Elon Musk announced the beta launch of xAI’s chatbot called Grok and initial stats are giving us an idea of how it stacks up against other models.
The Grok chatbot is based on xAI’s frontier model called Grok-1 which the company developed over the last four months. xAI hasn’t said how many parameters it was trained with but did tease with some figures for its predecessor.
Grok-0, the prototype for the current model, was trained on 33 billion parameters so we can probably assume that Grok-1 was trained on at least as many.
That doesn’t sound like a lot but xAI claims that Grok-0 performance “approaches LLaMA 2 (70B) capabilities on standard LM benchmarks” even though it used half the training resources.
In the absence of a parameter figure, we have to take the company’s word when it describes Grok-1 as “state-of-the-art” and that it is “significantly more powerful” than Grok-0.
Grok-1 was put through its paces by evaluating it on these standard machine-learning benchmarks:
- GSM8k: Middle school math word problems
- MMLU: Multidisciplinary multiple-choice questions
- HumanEval: Python code completion task
- MATH: Middle school and high school mathematics problems written in LaTeX
Here’s a summary of the results.
The results are interesting in that they give us at least some idea of how Grok compares with other frontier models.
xAI says that these figures show that Grok-1 beats “all other models in its compute class” and was only beaten by models trained by a “significantly larger amount of training data and compute resources.”
GPT-3.5 has 175 billion parameters so we can assume then that Grok-1 has less than that, but likely more than the 33 billion of its prototype.
The Grok chatbot is intended to process tasks like question answering, information retrieval, creative writing, and coding assistance.
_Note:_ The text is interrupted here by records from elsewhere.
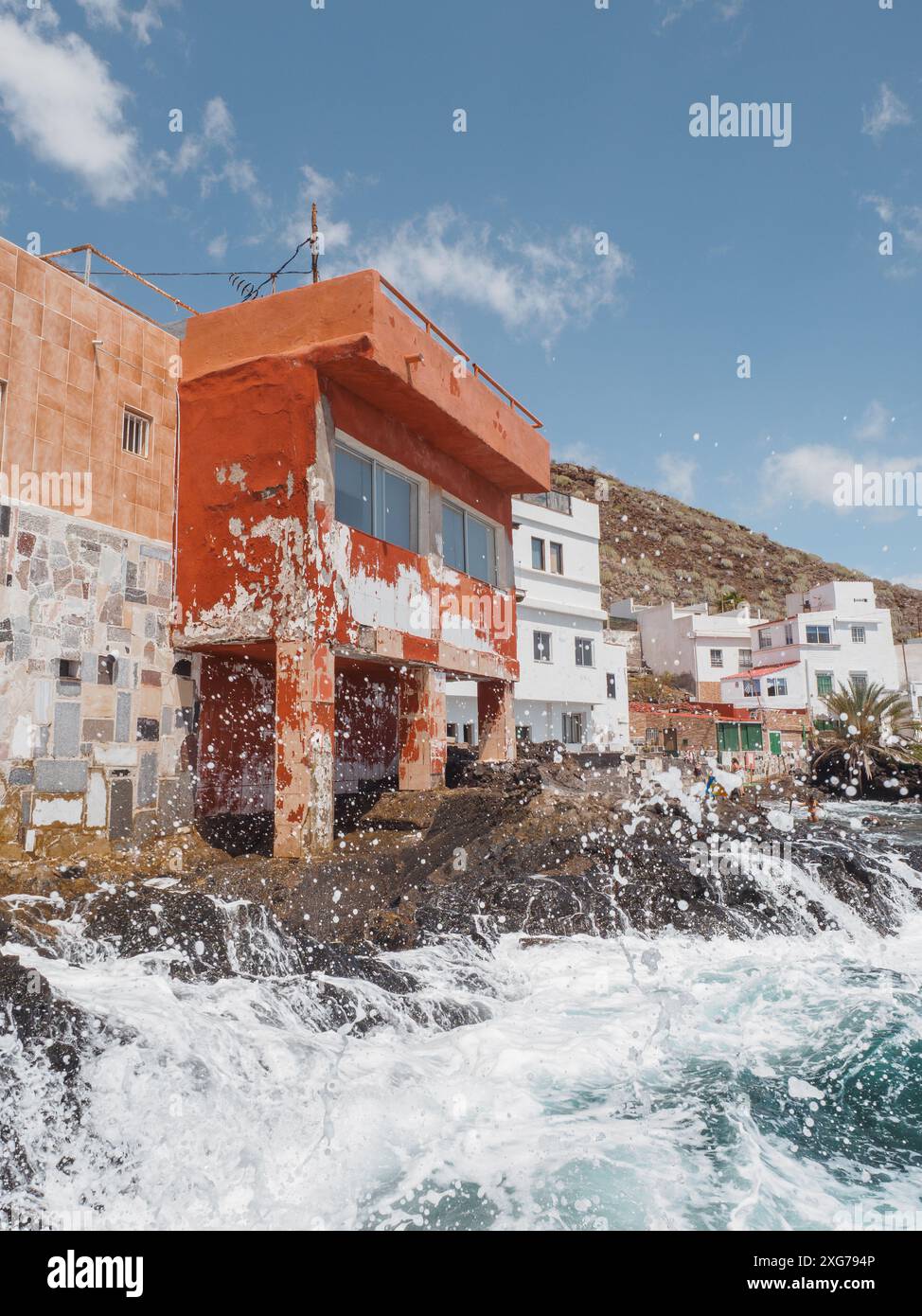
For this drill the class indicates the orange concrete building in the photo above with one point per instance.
(245, 614)
(344, 547)
(95, 719)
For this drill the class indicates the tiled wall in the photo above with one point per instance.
(105, 746)
(64, 398)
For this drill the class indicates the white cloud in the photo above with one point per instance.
(212, 154)
(323, 189)
(115, 14)
(887, 112)
(806, 475)
(676, 475)
(529, 280)
(61, 101)
(874, 427)
(905, 222)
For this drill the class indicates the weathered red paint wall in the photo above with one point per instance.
(392, 438)
(365, 722)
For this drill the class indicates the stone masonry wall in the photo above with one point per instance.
(98, 726)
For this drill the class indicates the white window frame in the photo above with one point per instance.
(550, 645)
(466, 515)
(584, 640)
(568, 721)
(144, 425)
(818, 628)
(364, 454)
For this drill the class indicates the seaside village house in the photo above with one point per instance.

It’s more likely to be used for shorter interactions than super prompt use cases due to its smaller context window.
With a context length of 8,192 Grok-1 has only half the context that GPT-3.5 has. This is an indication that xAI probably intended Grok-1 to trade off a longer context for better efficiency.
The company says that some of its current research is focused on “long-context understanding and retrieval” so the next iteration of Grok may well have a larger context window.
The exact dataset that was used to train Grok-1 isn’t clear but it almost certainly included your tweets on X, and the Grok chatbot has real-time access to the internet too.
We’ll have to wait for more feedback from beta testers to get a real-world feel for how good the model actually is.
Will Grok help us unravel the mysteries of life, the universe, and everything? Perhaps not quite yet, but it’s an entertaining start.